Remember this famous photo of the truck driver who got sun on one side of his
face? [1]

I've been aware for a very long time that when I don't get enough sun, I have
less energy, I get sick more often, and my mood suffers. But at the same time,
I don't want my skin to look like leather.

So it's a pretty easy compromise: I make sure to get a couple hours' of
sunbathing without sunscreen every couple weeks, whether at a park, beach, or
tanning salon (for a few minutes) in the winter. (Basically cured my seasonal
affective disorder in the winter.) The goal is to stay healthily moderately
tanned (absolutely not over-tanned) year-round. (And if I spend the whole day
at the beach, I put on moderate-strength sunblock after an hour or so.)

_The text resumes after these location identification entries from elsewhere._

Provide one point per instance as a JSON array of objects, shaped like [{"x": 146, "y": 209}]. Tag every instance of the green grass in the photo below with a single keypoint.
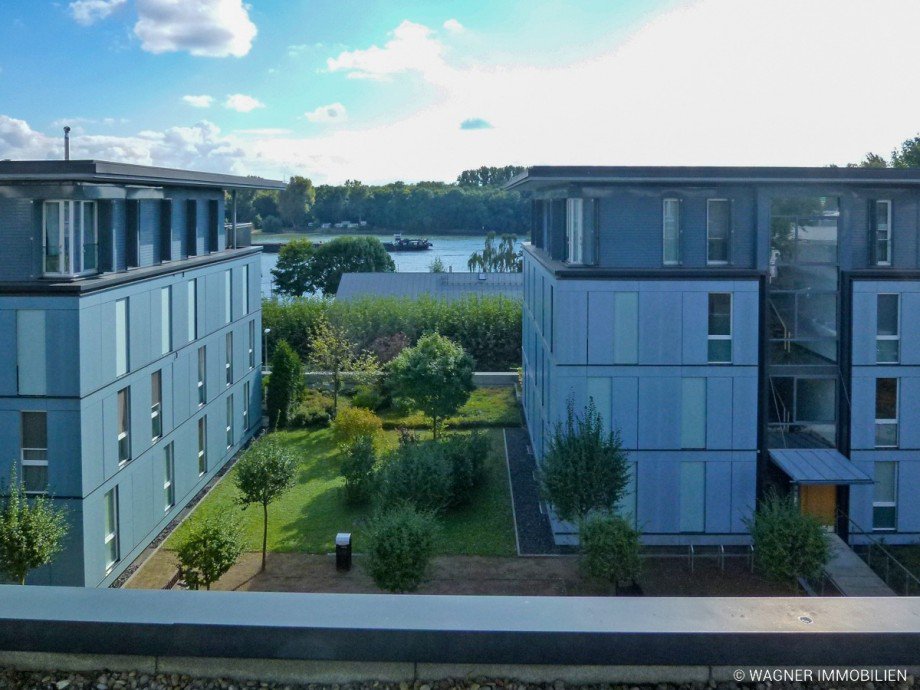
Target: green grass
[
  {"x": 307, "y": 518},
  {"x": 487, "y": 407}
]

But I put sunscreen moisturizer on my face and the back of my neck any day I
know I'll be outside in the sun for more than a few minutes -- if I'll be
taking a walk or eating lunch outside.

It seems to be a good middle ground -- and the possibility of a middle ground
seems to be what is ignored in most conversations on this topic. You don't
need to choose between being a sun "worshipper" versus never letting a drop of
sun touch your skin.

[1]
[https://www.theguardian.com/society/shortcuts/2012/jun/05/fa...](https://www.theguardian.com/society/shortcuts/2012/jun/05/face-
shows-damage-from-sun)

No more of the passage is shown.